New York, July 12, 2026, 18:08 (EDT)
NuScale Power Corporation NYSE:SMR finished Friday at $9.04, slipping below the new average price implied by its most recent equity sales filings. That sets a clear line for investors to watch when markets open Monday.
NuScale said in its Q1 filing it sold 22.36 million shares after March 31, raising $216.8 million before costs. That works out to about $9.69 a share. The stock closed down 6.8% on Friday. These sales are part of a $1 billion at-the-market program that lets NuScale sell stock into the market as needed. As of March 31, $962.1 million of that was still unused.

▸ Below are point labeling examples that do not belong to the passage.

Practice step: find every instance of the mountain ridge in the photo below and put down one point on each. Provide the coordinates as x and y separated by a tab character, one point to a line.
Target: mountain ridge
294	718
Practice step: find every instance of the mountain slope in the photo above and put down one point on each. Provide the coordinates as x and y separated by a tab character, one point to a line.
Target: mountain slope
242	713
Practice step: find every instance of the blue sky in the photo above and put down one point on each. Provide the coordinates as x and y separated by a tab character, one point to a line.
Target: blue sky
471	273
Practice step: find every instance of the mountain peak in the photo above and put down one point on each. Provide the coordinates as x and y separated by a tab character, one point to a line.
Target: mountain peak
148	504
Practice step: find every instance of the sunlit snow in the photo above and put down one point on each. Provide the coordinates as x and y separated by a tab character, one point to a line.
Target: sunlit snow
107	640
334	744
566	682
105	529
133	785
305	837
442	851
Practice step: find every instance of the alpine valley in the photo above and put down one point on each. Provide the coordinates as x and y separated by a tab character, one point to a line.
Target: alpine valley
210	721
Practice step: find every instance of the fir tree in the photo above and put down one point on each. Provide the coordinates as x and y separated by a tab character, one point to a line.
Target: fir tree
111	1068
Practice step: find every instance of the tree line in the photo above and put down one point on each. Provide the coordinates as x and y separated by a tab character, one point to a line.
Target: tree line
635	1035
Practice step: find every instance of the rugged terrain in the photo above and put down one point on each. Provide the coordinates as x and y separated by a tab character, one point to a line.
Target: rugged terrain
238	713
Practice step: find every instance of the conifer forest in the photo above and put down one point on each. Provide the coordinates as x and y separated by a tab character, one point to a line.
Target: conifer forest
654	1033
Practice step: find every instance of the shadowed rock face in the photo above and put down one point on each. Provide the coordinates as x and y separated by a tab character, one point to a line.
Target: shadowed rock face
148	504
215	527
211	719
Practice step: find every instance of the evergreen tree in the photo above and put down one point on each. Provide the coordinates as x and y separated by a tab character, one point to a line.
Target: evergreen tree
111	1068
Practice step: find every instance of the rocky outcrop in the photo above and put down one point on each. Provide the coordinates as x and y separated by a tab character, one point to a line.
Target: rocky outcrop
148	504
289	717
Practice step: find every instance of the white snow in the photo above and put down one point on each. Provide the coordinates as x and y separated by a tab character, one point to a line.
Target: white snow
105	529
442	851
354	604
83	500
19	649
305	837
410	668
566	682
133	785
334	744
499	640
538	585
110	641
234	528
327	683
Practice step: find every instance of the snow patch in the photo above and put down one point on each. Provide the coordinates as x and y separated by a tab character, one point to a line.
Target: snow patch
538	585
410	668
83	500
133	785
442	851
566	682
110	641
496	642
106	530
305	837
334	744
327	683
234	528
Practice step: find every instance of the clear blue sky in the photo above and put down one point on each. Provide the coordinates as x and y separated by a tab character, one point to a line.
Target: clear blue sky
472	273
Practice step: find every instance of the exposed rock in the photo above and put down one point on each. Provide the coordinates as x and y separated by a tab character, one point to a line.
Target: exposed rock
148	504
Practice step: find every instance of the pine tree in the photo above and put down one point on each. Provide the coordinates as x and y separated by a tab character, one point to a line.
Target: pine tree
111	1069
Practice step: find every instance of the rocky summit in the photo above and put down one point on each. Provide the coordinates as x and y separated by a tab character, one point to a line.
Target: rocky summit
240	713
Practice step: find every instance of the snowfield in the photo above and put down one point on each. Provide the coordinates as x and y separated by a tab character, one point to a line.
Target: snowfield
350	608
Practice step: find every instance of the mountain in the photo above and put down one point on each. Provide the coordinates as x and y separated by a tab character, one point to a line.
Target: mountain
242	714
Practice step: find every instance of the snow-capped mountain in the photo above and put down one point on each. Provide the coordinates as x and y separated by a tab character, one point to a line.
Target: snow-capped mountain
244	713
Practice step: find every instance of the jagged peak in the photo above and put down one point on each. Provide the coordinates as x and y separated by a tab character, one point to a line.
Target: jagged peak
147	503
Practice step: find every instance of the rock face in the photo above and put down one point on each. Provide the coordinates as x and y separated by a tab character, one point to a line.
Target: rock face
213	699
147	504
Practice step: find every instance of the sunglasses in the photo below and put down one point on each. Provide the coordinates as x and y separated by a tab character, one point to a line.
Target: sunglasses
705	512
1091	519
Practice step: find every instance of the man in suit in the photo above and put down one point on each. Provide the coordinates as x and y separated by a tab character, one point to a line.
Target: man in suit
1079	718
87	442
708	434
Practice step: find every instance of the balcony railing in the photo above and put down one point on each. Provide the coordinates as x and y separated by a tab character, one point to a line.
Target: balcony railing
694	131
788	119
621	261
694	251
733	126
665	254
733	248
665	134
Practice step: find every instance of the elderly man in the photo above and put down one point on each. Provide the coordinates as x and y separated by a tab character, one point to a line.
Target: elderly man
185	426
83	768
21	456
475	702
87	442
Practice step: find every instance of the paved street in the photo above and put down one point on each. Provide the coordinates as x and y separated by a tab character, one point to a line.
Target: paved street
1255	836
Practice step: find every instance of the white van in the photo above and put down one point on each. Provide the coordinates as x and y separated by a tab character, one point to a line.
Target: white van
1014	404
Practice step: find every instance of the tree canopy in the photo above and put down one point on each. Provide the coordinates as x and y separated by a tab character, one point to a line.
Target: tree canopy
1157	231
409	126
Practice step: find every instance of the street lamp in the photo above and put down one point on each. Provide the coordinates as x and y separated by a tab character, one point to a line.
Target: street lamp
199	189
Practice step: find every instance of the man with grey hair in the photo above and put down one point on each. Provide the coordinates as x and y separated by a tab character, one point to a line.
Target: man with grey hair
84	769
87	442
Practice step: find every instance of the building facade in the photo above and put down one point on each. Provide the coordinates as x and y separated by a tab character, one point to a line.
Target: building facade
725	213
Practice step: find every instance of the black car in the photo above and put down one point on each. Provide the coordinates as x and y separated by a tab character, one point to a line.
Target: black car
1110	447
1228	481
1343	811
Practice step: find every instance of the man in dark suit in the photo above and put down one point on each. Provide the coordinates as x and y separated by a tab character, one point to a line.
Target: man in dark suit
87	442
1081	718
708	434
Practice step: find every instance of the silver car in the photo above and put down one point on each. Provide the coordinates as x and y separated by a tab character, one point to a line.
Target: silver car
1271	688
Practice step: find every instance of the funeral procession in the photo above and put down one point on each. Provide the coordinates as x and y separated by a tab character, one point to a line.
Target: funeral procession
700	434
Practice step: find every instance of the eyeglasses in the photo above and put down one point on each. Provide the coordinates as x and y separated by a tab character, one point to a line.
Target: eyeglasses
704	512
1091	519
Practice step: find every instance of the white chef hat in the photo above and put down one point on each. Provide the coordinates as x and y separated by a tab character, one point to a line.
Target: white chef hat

Holtec Nuclear Corporation filed for a U.S. IPO on Friday, aiming to list under HNUC. The timing gives public market investors a look at an advanced-nuclear company as Holtec develops its small modular reactor, or SMR. The company reported first-quarter net income of $17.8 million on $165.3 million in revenue. Holtec said it will put some of the IPO cash toward its SMR-300 program.
NuScale posted Q1 revenue of $565,000 and took a net loss of $46.7 million. Holtec’s quarterly sales came in about 293 times higher. The comparison isn’t exactly apples-to-apples—Holtec already sells nuclear gear and spent-fuel services. Still, it puts a profitable, diversified player next to a company like NuScale, where bigger reactor projects still don’t have binding orders.
It wasn’t just NuScale under pressure. Shares of Oklo NYSE:OKLO and X-Energy NASDAQ:XE also slipped during the holiday-shortened week. The S&P 500, meanwhile, added 1.2% over the same period.
| Security | July 10 close | Change from July 2 close |
|---|---|---|
| NuScale | $9.04 | off 7.4% |
| Oklo | $48.85 | down 6.7% |
| X-Energy | $15.96 | fell 7.6% |
| S&P 500 | 7,575.39 | up 1.2% |
Stock change numbers use close-to-close data. The index number is the reported change for the week.
The move points to investors discounting future nuclear growth instead of just trading on one NuScale headline. Most of the sector’s sales outlook is still years away. Meanwhile, the rest of the market kept favoring names more exposed to current artificial intelligence spending.
NuScale has some breathing room. CEO John Hopkins said in May, “We ended the first quarter with $1 billion in liquidity,” citing the company’s NRC-approved design and supply chain. The cash gives it more time to work on development. But it doesn’t say what NuScale’s future equity could be worth. NuScale Power
Trading positions might make the next swing bigger. As of June 30, short interest was at 72.27 million shares, 21.55% of the public float. Friday’s trading volume was 72% of its 65-day average. The week’s drop didn’t have high turnover.
Still, Holtec’s read-across only goes so far. Most of Holtec’s revenue comes from its long-running service and equipment lines, and its Q1 margin got a one-time $30 million lift from a contract adjustment with a Ukraine client. For NuScale, the risk is clearer: if project plans take time to become sales, revenue stays light, and ongoing ATM issuance would dilute existing holders. A big binding order would flip that fast.
This week is packed with macro events. June CPI data hits Tuesday at 8:30 a.m. ET, then PPI follows Wednesday, same hour. Loss-making growth names can swing hard if inflation shifts bond yields. NuScale’s next update is its Q2 call on August 5, 5 p.m. ET. The stock faces the $9.69 share-sale average and the $8.55 52-week low as near-term lines.